He braces himself against the stacks of old papers and food packaging scattered throughout his diminutive apartment at Bathurst Street and Steeles Avenue in Toronto.
His is a challenging life. It is a sad life.
He is a survivor of the Holocaust, and nobody comes to visit him except a social worker from time to time, or those young religious girls who listen to his memories of Auschwitz. He thinks they think he is simple and has little depth, but they are wrong. Or perhaps he is, and they don’t think that at all.
The days are long and the nights are quiet. His shelves are stocked with tinned spaghetti and rice crackers, but he’s thankful to the National Council of Jewish Women for a box of Passover food brought to his home. His Passover seder was traditional, but only the spirit of the prophet Elijah walked through his door, and he (the prophet) was in a rush.
One day, many years ago, the once debonair man wrote a letter to all the Jewish leaders he could think of. The letter was written on a special cotton stock with his name embossed in gold ink along the centre-top. He begged them to recognize the plight of many Holocaust survivors in Toronto, Israel and elsewhere, who live below the poverty line and experience the worst lifestyle possible after the Shoah – loneliness.

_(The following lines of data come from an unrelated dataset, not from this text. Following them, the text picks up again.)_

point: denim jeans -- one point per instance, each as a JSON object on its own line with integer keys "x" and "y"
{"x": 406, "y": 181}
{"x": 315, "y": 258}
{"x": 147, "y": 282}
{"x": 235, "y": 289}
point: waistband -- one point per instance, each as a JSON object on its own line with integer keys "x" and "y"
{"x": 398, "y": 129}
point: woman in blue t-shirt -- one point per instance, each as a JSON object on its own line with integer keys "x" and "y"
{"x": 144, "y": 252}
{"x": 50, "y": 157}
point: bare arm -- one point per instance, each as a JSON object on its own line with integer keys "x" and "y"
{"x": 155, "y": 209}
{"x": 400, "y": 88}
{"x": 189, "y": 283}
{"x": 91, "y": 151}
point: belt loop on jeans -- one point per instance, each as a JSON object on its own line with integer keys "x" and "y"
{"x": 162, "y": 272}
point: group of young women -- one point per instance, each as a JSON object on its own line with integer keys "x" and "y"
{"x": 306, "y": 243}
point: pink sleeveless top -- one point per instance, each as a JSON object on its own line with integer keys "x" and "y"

Cordial responses arrived from rabbis and executive directors expressing their concern. One even asked him to speak at a conference addressing survivor poverty and isolation. He accepted, but the conference never happened. It was cancelled because there were “other pressing priorities.” He had already written his speech.
The next morning, after receiving that letter, he tossed his speech into the garbage. All afternoon he stared at the crumpled piece of paper. As he did, he remembered his late wife, Minnie. Her image comforted him and made him sob. Mengele, “the bastard,” had experimented on this beautiful young woman and ensured that children and grandchildren would never be part of their lives.
And as the light of the day dimmed and Yom Hashoah ended, he continued to wonder how it was at all possible that any survivors could be by themselves. He thought about the hundreds of songs, plays and reports about the plight of survivors of the Holocaust and how many had been abandoned to a life of solitude.
In his mind, he just couldn’t understand how it could be that not a knock came on his door and the telephone stayed quiet. He didn’t need the old dial phone anymore so, as the darkness fell, he pulled it from the wall and placed it on top of the stack of newspapers. It sat there like a silent relic never to be plugged in again.
The lonely survivor died in the winter. The good people at Steeles Memorial Chapel called around for a minyan to say Kaddish for him. The final amen was a shame.
On Yom Hashoah, commit to discovering who our survivor population is at home and in Israel and how you can visit. One of the greatest injustices in our society today is to let an elderly survivor be alone! It is our responsibility to rectify this sin and to ask the lonely survivors to forgive us for not being more vigilant, as we said we would.
According to the Foundation for the Benefit of Holocaust Survivors (September 2015), Israel is home to 189,000 Holocaust survivors, 25 per cent living below the poverty line. Their average age is 84. About a third of them live alone.